ABOUT THE CONTRIBUTORS

Jennifer Rudolph Walsh has sat at the nexus of entertainment and media for nearly thirty years. She was WME’s sole female board member and global head of its literary, lectures, and conference divisions, and she represented such luminous clients as Oprah Winfrey, Brené Brown, Alice Munro, and Sue Monk Kidd. In 2016, she co-founded Together Live, a traveling intersectional women’s tour driven by the mission of finding purpose and community through authentic and heartfelt storytelling. Over four years, the tour visited thirty-five cities, lit more than fifty thousand souls on fire, and produced three seasons of a widely streamed podcast. She serves as a board advisor to SeeHer, the National Book Foundation, and her alma mater, Kenyon College.
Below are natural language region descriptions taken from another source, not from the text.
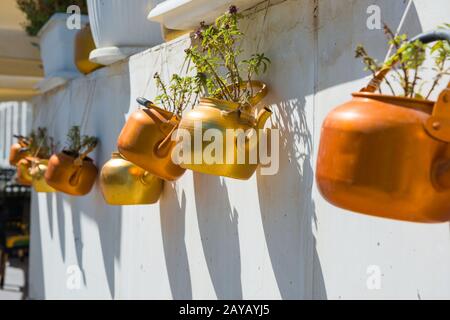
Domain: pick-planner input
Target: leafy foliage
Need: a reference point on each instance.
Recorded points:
(178, 94)
(40, 144)
(38, 12)
(411, 57)
(220, 70)
(78, 144)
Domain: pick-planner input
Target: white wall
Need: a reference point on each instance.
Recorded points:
(268, 237)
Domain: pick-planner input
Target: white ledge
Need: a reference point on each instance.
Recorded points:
(187, 14)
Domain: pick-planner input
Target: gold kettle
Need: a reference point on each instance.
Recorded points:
(124, 183)
(146, 141)
(223, 115)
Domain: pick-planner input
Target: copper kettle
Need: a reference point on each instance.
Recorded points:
(223, 115)
(388, 156)
(146, 140)
(18, 150)
(124, 183)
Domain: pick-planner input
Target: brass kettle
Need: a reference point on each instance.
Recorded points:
(388, 156)
(124, 183)
(24, 177)
(223, 115)
(69, 174)
(84, 44)
(146, 140)
(37, 172)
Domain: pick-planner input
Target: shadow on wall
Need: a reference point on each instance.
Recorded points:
(218, 225)
(36, 269)
(173, 217)
(109, 221)
(107, 218)
(287, 207)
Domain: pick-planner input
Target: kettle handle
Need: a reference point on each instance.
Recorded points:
(425, 38)
(150, 106)
(259, 95)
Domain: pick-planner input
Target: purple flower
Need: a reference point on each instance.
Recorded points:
(198, 34)
(232, 10)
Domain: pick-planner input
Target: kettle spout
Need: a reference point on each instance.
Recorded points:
(441, 174)
(262, 117)
(261, 120)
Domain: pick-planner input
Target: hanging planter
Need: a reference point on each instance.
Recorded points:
(230, 104)
(24, 177)
(124, 183)
(71, 171)
(145, 140)
(120, 29)
(223, 115)
(18, 150)
(84, 45)
(388, 156)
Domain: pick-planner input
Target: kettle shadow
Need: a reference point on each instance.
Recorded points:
(173, 218)
(287, 207)
(60, 217)
(36, 254)
(50, 199)
(109, 221)
(218, 225)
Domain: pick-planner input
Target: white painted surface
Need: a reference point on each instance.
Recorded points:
(120, 28)
(187, 14)
(268, 237)
(57, 44)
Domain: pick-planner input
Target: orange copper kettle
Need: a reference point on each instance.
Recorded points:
(71, 175)
(388, 156)
(146, 141)
(24, 176)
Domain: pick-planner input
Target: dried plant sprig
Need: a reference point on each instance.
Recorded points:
(78, 144)
(178, 94)
(41, 145)
(410, 57)
(218, 62)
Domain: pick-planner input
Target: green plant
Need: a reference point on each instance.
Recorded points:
(40, 144)
(78, 144)
(38, 12)
(220, 69)
(178, 94)
(407, 64)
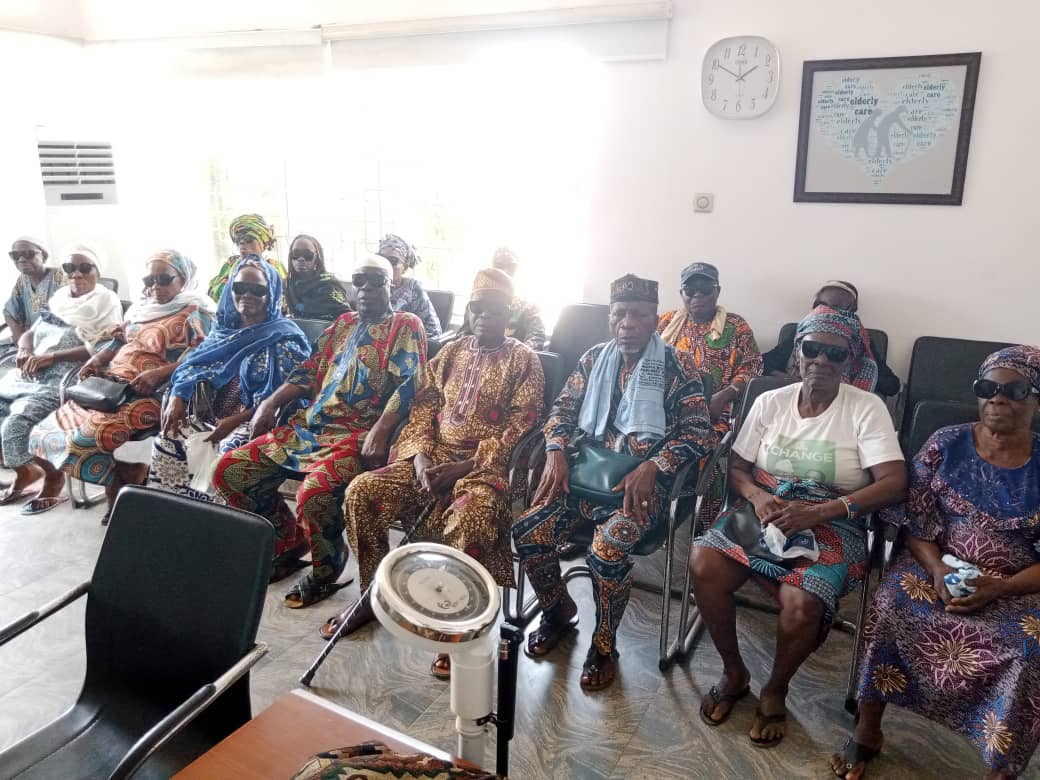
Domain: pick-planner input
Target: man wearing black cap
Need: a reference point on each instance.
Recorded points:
(634, 395)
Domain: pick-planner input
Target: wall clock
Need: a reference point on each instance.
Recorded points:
(741, 77)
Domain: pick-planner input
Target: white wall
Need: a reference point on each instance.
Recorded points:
(966, 271)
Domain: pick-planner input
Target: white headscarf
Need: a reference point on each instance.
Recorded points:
(147, 311)
(95, 314)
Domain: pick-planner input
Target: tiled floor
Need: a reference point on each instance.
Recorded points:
(645, 726)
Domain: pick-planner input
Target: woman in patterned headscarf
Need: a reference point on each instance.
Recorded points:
(407, 293)
(172, 318)
(972, 663)
(252, 236)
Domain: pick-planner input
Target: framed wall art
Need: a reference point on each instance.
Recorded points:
(886, 130)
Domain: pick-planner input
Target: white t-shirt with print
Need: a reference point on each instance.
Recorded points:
(835, 448)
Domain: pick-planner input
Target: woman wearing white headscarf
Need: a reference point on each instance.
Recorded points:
(172, 317)
(76, 318)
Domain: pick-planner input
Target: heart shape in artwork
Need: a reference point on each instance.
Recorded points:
(881, 131)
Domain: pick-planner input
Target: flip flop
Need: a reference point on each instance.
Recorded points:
(40, 505)
(718, 698)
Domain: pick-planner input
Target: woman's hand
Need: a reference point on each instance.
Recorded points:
(554, 478)
(173, 418)
(987, 590)
(639, 486)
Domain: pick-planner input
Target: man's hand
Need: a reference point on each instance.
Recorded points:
(554, 478)
(639, 486)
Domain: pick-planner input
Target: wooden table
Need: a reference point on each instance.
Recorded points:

After a lifetime in New York City, Jennifer relocated to San Francisco to walk beneath the redwoods with her family and three dogs.

Luvvie Ajayi Jones, a sought-after speaker who thrives at the intersection of culture, comedy, and justice, is the New York Times bestselling author of I’m Judging You: The Do-Better Manual and Professional Troublemaker: The Fear-Fighter Manual. The inspiration for Professional Troublemaker came from her wildly popular TED Talk, which has been viewed more than five million times. A seventeen-year blogging veteran, Luvvie writes on her site, AwesomelyLuvvie.com, covering all things culture with a critical yet humorous lens. She is host of the Rants & Randomness podcast and runs a social network called LuvvNation.

Luvvie was chosen by Oprah Winfrey as part of her inaugural SuperSoul100 list, honored with the Outstanding Young Alumni Award by her alma mater, the University of Illinois at Urbana-Champaign, and awarded the Breakthrough Award by the Council of Urban Professionals. Ajayi Jones’s work has been featured in outlets such as The New York Times, NPR, Forbes, Inc., Fortune, Essence, the Chicago Tribune, and more. Born in Nigeria, bred in Chicago, and comfortable everywhere, Luvvie is clear that her love language is shoes.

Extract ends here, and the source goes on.